Compilation and execution strategies for efficient and explainable evaluation of recursive graph queries
Project
Compilation and execution strategies for efficient and explainable evaluation of recursive graph queries
Principal Investigator
George Fletcher
Eindhoven University of Technology (TU/e), Department of Mathematics & Computer Science
Oracle Fellowship Recipient
Xuming Meng
Oracle Principal Investigator
Hassan Chafi, Vice President, Research and Advanced Development
Sungpack Hong, Vice President, Oracle Labs
Summary
Analytics on massive graphs continues to grow in importance in both academic and industrial application domains. A fundamental analytic task on graph data is to evaluate queries exhibiting recursive patterns. For example, in a bibliographical knowledge graph, a data analyst might be interested in finding all pairs of authors in the same co-authorship network, or, for each such pair, finding the shortest co-authorship paths which connect them. These common query patterns, which are supported in Oracle PGX’s PGQL language, are recursive in the sense that their evaluation requires apriori unbounded navigation along the connectivity structure of the underlying graph data set. Unfortunately, graph analytics technologies have difficulty answering these common queries as graphs continue to grow in size.

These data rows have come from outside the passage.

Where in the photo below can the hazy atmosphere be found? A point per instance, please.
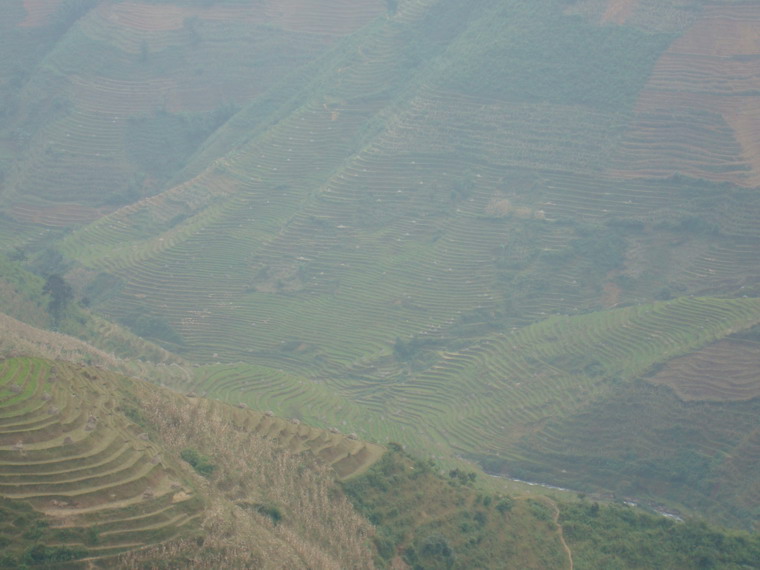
(401, 284)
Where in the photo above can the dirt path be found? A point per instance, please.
(555, 517)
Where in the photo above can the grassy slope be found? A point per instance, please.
(122, 485)
(366, 255)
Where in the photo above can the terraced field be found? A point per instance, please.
(397, 229)
(698, 113)
(83, 152)
(726, 371)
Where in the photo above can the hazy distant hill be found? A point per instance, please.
(505, 230)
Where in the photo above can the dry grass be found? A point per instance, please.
(319, 528)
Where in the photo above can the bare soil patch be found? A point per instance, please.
(618, 11)
(726, 371)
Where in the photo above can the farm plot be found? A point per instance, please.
(66, 450)
(698, 113)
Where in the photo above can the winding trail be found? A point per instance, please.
(555, 518)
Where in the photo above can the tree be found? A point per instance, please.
(60, 295)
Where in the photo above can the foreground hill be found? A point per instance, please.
(500, 229)
(93, 464)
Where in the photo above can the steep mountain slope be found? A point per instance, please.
(477, 229)
(104, 462)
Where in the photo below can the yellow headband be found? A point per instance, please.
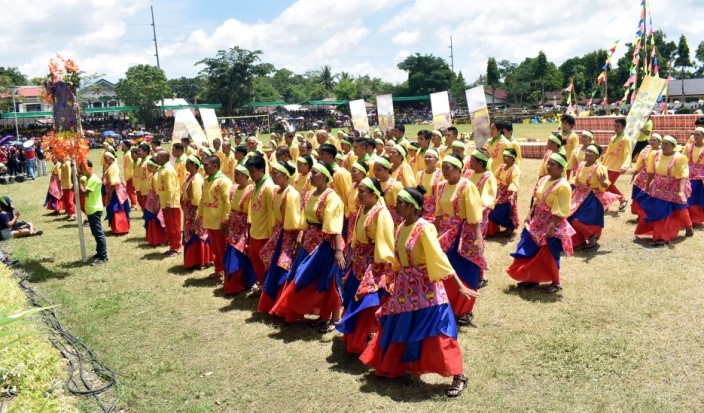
(555, 140)
(281, 169)
(383, 162)
(559, 159)
(477, 154)
(323, 170)
(241, 169)
(370, 184)
(454, 161)
(594, 149)
(195, 160)
(406, 197)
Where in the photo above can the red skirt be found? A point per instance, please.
(196, 253)
(439, 354)
(156, 235)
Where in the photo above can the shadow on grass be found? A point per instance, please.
(403, 389)
(534, 294)
(344, 362)
(201, 282)
(38, 272)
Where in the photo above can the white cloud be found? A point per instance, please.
(356, 36)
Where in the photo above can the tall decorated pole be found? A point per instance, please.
(66, 140)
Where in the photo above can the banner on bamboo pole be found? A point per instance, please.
(478, 114)
(385, 112)
(648, 93)
(358, 110)
(440, 102)
(210, 123)
(185, 116)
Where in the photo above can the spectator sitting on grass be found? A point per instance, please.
(10, 225)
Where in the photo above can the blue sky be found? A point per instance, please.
(356, 36)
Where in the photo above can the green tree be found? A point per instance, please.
(493, 76)
(144, 86)
(189, 88)
(682, 60)
(229, 77)
(541, 70)
(426, 74)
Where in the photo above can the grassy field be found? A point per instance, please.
(623, 335)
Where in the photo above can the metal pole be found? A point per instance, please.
(156, 46)
(14, 107)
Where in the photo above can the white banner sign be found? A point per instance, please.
(440, 102)
(210, 123)
(385, 112)
(359, 115)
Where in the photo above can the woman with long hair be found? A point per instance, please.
(390, 186)
(315, 280)
(115, 198)
(279, 252)
(589, 199)
(239, 273)
(418, 334)
(505, 212)
(640, 172)
(196, 248)
(664, 202)
(458, 220)
(372, 254)
(430, 178)
(547, 233)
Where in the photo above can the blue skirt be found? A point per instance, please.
(591, 212)
(469, 272)
(527, 248)
(234, 260)
(501, 215)
(413, 327)
(275, 276)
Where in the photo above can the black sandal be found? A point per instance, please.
(459, 383)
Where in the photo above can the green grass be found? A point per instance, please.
(32, 373)
(624, 335)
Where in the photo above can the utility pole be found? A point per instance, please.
(156, 46)
(452, 56)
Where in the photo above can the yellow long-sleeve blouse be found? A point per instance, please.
(470, 202)
(426, 253)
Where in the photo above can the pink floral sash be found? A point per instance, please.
(412, 289)
(542, 215)
(667, 187)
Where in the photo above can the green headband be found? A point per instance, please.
(594, 149)
(359, 166)
(281, 169)
(559, 159)
(383, 162)
(241, 169)
(477, 154)
(406, 197)
(370, 184)
(323, 170)
(195, 160)
(454, 161)
(671, 139)
(555, 140)
(400, 149)
(433, 152)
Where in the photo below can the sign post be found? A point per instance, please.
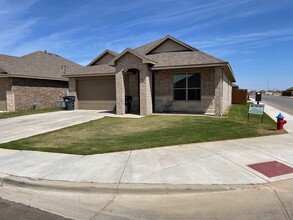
(256, 109)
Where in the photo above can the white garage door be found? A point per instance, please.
(96, 93)
(3, 94)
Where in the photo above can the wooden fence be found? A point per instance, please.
(239, 96)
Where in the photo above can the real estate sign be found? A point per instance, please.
(256, 109)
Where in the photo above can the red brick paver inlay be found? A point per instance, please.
(271, 168)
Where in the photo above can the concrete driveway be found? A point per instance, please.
(30, 125)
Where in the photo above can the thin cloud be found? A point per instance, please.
(252, 39)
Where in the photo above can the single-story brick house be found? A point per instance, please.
(33, 78)
(166, 75)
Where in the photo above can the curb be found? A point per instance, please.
(112, 188)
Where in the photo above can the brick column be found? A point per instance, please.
(10, 95)
(218, 91)
(146, 107)
(72, 90)
(120, 93)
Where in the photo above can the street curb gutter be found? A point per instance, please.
(113, 188)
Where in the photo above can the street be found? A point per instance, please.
(283, 103)
(263, 202)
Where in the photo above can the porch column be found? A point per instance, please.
(72, 90)
(218, 91)
(146, 106)
(10, 100)
(120, 93)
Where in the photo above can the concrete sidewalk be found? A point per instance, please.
(219, 162)
(25, 126)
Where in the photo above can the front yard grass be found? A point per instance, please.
(4, 115)
(119, 134)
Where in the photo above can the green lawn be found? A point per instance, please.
(28, 112)
(120, 134)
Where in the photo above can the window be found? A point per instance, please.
(186, 86)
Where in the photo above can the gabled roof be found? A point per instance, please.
(102, 69)
(110, 52)
(168, 37)
(165, 53)
(133, 52)
(183, 59)
(41, 65)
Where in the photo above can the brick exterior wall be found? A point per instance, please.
(130, 61)
(72, 91)
(164, 92)
(43, 92)
(10, 95)
(218, 91)
(227, 92)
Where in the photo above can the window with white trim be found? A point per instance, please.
(187, 86)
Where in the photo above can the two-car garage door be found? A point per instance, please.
(3, 94)
(96, 93)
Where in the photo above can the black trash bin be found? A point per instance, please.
(69, 102)
(128, 101)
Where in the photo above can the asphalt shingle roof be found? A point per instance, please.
(192, 57)
(185, 58)
(38, 64)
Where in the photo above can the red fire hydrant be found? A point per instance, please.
(280, 122)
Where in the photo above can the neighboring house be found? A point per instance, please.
(166, 75)
(33, 78)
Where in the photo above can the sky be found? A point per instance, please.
(254, 36)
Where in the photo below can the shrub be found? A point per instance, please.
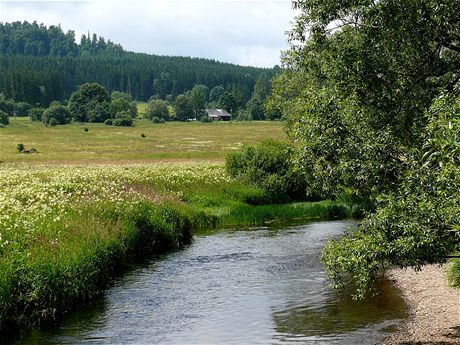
(157, 108)
(22, 109)
(123, 119)
(36, 113)
(56, 115)
(4, 118)
(268, 166)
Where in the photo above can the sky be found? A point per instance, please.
(244, 32)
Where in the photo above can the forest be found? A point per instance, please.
(42, 64)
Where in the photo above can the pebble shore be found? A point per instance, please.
(434, 308)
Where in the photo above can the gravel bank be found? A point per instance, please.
(434, 308)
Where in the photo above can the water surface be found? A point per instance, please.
(259, 286)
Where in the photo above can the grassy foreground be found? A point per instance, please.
(70, 144)
(65, 231)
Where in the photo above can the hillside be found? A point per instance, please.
(40, 64)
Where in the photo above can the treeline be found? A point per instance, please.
(39, 65)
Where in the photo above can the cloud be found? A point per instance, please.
(250, 32)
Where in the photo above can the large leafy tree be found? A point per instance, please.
(90, 103)
(358, 79)
(355, 93)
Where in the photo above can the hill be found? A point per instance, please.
(40, 64)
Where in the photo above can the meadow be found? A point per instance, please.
(70, 220)
(71, 144)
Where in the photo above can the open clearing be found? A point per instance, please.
(70, 144)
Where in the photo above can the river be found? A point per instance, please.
(258, 286)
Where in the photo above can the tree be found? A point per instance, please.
(90, 101)
(122, 102)
(417, 223)
(183, 107)
(355, 93)
(215, 94)
(58, 114)
(162, 85)
(158, 108)
(4, 118)
(198, 99)
(22, 109)
(228, 102)
(255, 109)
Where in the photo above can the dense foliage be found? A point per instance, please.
(56, 115)
(268, 165)
(40, 64)
(355, 93)
(4, 118)
(90, 103)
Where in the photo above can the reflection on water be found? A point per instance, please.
(260, 286)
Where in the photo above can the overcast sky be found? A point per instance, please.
(246, 32)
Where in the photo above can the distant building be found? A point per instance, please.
(218, 114)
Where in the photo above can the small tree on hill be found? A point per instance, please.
(90, 101)
(157, 108)
(4, 119)
(56, 115)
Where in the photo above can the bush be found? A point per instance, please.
(157, 108)
(22, 109)
(4, 118)
(56, 115)
(123, 119)
(36, 113)
(268, 166)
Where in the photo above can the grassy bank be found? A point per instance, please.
(70, 144)
(65, 231)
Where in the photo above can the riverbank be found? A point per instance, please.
(66, 231)
(434, 307)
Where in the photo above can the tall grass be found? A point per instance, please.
(65, 231)
(454, 273)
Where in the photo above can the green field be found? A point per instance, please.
(70, 144)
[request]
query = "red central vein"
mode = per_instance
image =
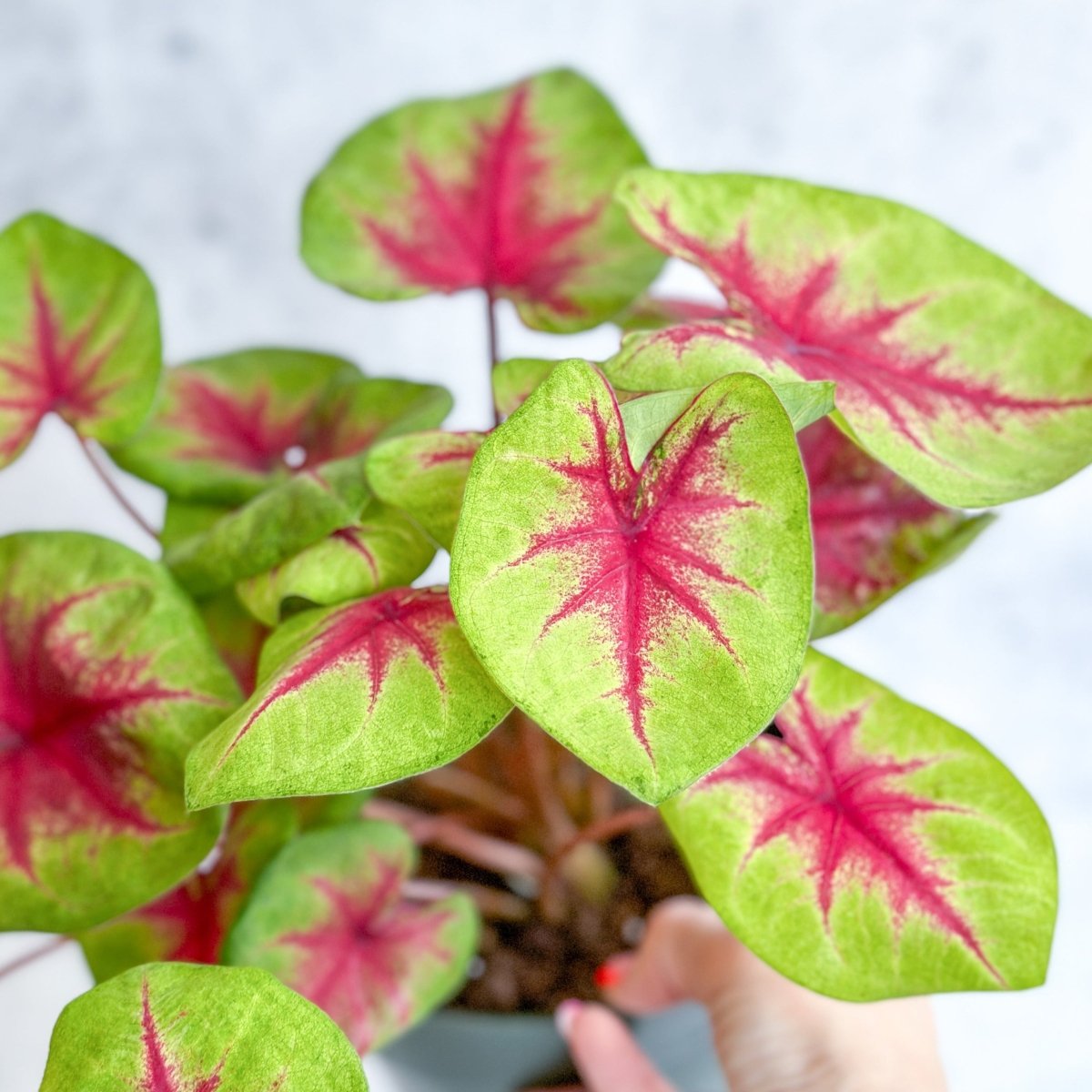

In this project, we aim to research and develop fundamental solutions to directly address this situation in the state of the art of graph analytics engines, which is a serious limiting factor in their practical deployment. In particular, we will advance the field by investigating (1) efficient solutions for evaluation of recursive graph queries which select vertices in graphs (e.g., the pairs of authors in our example above); (2) the design and engineering of effective algorithms and data structures for evaluating recursive graph queries which select paths in graphs (e.g., the shortest co-authorship paths in our example above); (3) benchmark tooling to support the principled engineering and experimental study of recursive graph query processing solutions; and, (4) effective solutions for helping data analysts to understand the execution behavior and the output of sophisticated recursive graph queries.
The project will also lead to algorithms and data structures which can be used by the Oracle graph-processing group to enhance the systems they are currently developing. By integrating the developed solutions, the Oracle product group will be able to demonstrate to customers the effectiveness of the new approaches and to efficiently compute analysis results which were previously impractical to obtain.